Le chef de l’ONU se montre cependant optimiste quant aux capacités du continent. Avec des financements adaptés et un accès plus équitable aux capitaux internationaux, il estime que l’Afrique pourrait devenir, d’ici 2040, une véritable puissance mondiale de l’électricité propre. Selon lui, le continent pourrait produire jusqu’à dix fois plus d’électricité qu’aujourd’hui grâce exclusivement aux sources renouvelables.
Cette perspective apparaît d’autant plus importante que près de 600 millions d’Africains vivent encore sans accès à l’électricité. À cela s’ajoute l’utilisation massive de modes de cuisson traditionnels et insalubres qui touchent encore près d’un milliard de personnes sur le continent et provoquent chaque année des centaines de milliers de décès, principalement chez les femmes et les enfants.
Au-delà de l’énergie, António Guterres a également insisté sur le rôle stratégique des minerais critiques africains dans la transition écologique mondiale. Lithium, cobalt, graphite ou terres rares : l’Afrique concentre une grande partie des ressources indispensables à la fabrication des batteries électriques, des panneaux solaires et des technologies vertes.
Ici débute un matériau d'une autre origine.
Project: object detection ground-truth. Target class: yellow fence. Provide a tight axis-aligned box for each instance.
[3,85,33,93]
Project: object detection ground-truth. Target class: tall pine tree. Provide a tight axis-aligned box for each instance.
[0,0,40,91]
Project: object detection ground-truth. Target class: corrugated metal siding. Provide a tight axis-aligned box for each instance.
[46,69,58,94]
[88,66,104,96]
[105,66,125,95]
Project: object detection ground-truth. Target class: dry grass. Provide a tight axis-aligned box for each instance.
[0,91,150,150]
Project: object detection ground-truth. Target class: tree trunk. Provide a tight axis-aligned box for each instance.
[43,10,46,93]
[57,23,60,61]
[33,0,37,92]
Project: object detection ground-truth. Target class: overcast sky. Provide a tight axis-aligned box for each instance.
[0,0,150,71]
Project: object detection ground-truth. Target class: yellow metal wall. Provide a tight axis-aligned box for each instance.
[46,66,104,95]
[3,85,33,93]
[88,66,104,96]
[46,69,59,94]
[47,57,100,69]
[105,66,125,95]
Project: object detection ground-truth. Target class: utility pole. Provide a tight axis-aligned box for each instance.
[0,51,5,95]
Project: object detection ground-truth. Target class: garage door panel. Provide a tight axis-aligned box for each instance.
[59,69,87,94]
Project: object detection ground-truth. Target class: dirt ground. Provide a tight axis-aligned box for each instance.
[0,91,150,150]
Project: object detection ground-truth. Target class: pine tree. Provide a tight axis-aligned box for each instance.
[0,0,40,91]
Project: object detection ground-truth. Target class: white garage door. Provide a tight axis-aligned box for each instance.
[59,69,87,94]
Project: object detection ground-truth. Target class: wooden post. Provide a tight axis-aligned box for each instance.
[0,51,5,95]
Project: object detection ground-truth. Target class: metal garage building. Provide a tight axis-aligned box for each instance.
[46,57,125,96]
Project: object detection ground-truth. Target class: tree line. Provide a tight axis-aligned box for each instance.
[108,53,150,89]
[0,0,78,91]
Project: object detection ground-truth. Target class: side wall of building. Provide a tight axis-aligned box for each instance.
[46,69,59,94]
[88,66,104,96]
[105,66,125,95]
Cependant, le secrétaire général de l’ONU dénonce un modèle économique historique dans lequel les matières premières africaines sont extraites puis transformées ailleurs, tandis que les impacts environnementaux et sociaux restent supportés par les populations locales. Il appelle ainsi à la création de chaînes de valeur plus équitables favorisant la transformation locale des ressources, le respect des normes environnementales et une meilleure redistribution des revenus issus de l’exploitation minière.
« Plus d’exploitation. Plus de pillage », a-t-il martelé devant les dirigeants réunis à Nairobi, estimant que les richesses naturelles du continent doivent profiter en priorité aux peuples africains.
Face à l’urgence climatique, António Guterres plaide également pour une augmentation des financements consacrés à l’adaptation climatique en Afrique. Selon lui, de nombreux pays manquent encore de moyens pour protéger efficacement leurs populations, leurs infrastructures et leurs économies contre les catastrophes climatiques de plus en plus fréquentes.
Enfin, le secrétaire général des Nations Unies a défendu une nouvelle vision des relations entre l’Afrique et ses partenaires internationaux. Il appelle à un partenariat fondé sur le respect mutuel, les investissements durables, le transfert de compétences et le soutien à l’innovation africaine.
Le chef de l’ONU a notamment insisté sur l’importance d’accompagner le développement des universités africaines, de la recherche scientifique, des technologies numériques et de l’intelligence artificielle conçue par les Africains eux-mêmes.
Pour António Guterres, l’avenir de la planète dépend largement de la réussite du continent africain. Avec une population jeune et dynamique qui représentera un habitant sur quatre dans le monde d’ici 2050, l’Afrique constitue, selon lui, l’un des principaux moteurs de transformation du XXIe siècle.
En conclusion, le patron de l’ONU a lancé un appel à la solidarité internationale, affirmant que la réussite de l’Afrique profitera à l’ensemble du monde. Pour lui, accompagner le continent dans sa transition énergétique et son développement durable n’est plus seulement une nécessité africaine, mais un enjeu global pour l’avenir de l’humanité.